According to frontman Oliver Kass: “13 Towers is built on a live set that we’d spent a year or so pulling together; in some ways the sound of the band is already beginning to move on again (the record was finished last summer) but it’s a record we are all proud of.”
Pride is the right word, the album is well structured and the band keeps pushing the barriers of the synthesized beats without pushing their sound off the pop rails.
The band seems to be very proud of their extended perfectionism when it comes to mix every single track of their album, as a matter of fact every song seems to have undergone a series of patient look-overs.
The album strikes with its different layers and collides into one symbiotic entity epitomized by the resounding final track ‘Tesla’, which invites us into an electric delirium of guitars and drums.

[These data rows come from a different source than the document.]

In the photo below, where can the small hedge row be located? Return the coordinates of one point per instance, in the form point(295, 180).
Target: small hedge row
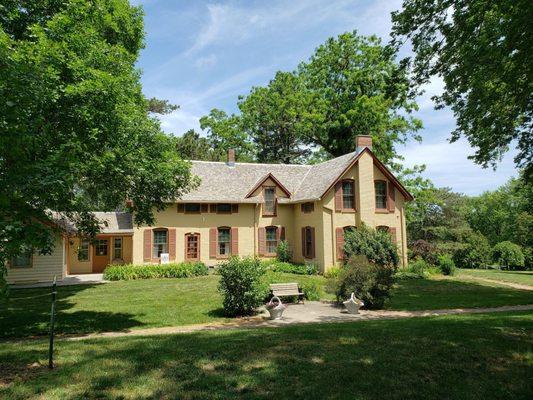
point(175, 270)
point(287, 267)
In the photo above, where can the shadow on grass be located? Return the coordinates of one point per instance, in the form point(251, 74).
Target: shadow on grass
point(26, 312)
point(432, 294)
point(482, 356)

Many reviews have placed Homework into the pile of electro-pop revival, however one should not underestimate their ability to switch the rock button whenever it is required.
13 Towers is an obscure album that contains a lot of craftsmanship, from the eccentric ‘Cairo’ and its organic resonance to the deep and loud ‘The Edge of Control Was Black’.
The album is opaque and exhilarating, all those emotions are exposed by their intelligent use of the synthesizers.
The lyrics are incrusted methodically, “Push further down, push further in”, offering the listener an insight into the band’s environment and ambitions.
With 12 tracks on the LP, 13 Towers seems to be addressed to everyone, if those 12 songs appear to be the first 12 towers maybe the band is letting us know that we are all part of the 13th tower and that our opinions really matters to them.
Homework is a band on the rise, worth checking out and if guitars should replace their synths they would be one of the loudest bands you will ever listen to.